スロットルを戻してみる。「ズウーーーン」重いフライホイールに押される。
さあ、もう大丈夫だ!ここからはこの力を維持して走ってみよう!
エンジンの爆発力で走るのではない。
あくまでこのフライホイールの慣性力を最大限に利用して走らせる。
これがR50の正しい使い方だ!

前後18インチの旋回性の高さはこのR50の密かなお楽しみだ。
重い車重に平均的なブレーキ容量では高い制動能力はあるはずもない。
フライホイールの抵抗力を上手く使って減速の原動力とする。
車体全体でコーナーに飛び込むと、まるで羽根の生えた航空機の如く曲がりだす。
おやじギャグではない。本当に飛行機のように右に左に旋回してくれる・・・
これは例の剛性の高いフレームがあってこそ、可能な事だ。
重い力をしっかりと受け止めて、各部の動きをサポートする。
テーパーローラーベアリングで構成された作動性の高い各軸受けはこの為のものだ。
そして、右にに傾けてスロットルを大きく開ければ車体が起きる。
左に傾ければその逆だ。これもフラットツインの醍醐味でもある。
更に、エンジンやギアボックスにフレームレイアウトなど重いモノを極力下方に位置させている。

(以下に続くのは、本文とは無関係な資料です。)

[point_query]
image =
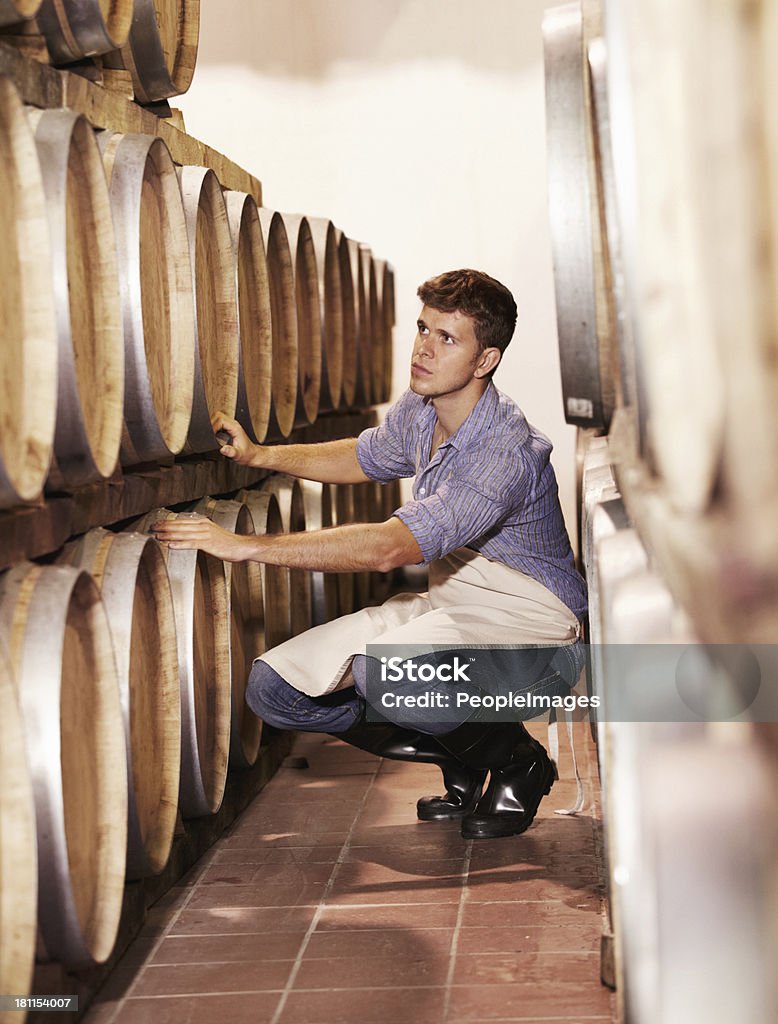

この極端に低い重心位置が高い安定性や旋回性の元となっていることにも目を向けて頂きたい・・・

行程は、阪神高速麻耶ICから第二神明道路、加古川、姫路の両バイパスを通り国道250号線で赤穂岬に着く。
帰路では、そこから山中に駆け上がり西脇市、吉川町を通り六甲山の裏から神戸市中央区の店まで戻る。
高速道では、80~90キロ位が快適帯、一般道でも50~80キロ程度で走り抜ける。
エンジンやキャブレター、車体その他の不安もなく、その耐久性も高く絶大な安心感につながる。
このR50。英国車とは全く違うものだ。
エンジン、車体、サスペンション、電装系などなど全く人種が違うと言ってもいい。
オフロードでも走ろうものなら、タイヤがどこへ行ってしまうか分からないような英国車とは雲泥の差だ!?
だが、1950年代のモノを所有する喜び。これは共通している。
触って磨いて眺めているだけでも楽しめる。
乗って走れば全然走り切ってしまう・・・・
R50を一言で言うならば、鑑賞する喜びと、高い実用性を合わせ持つ高い完成度。
航空機メーカーならではの技術力の高さ。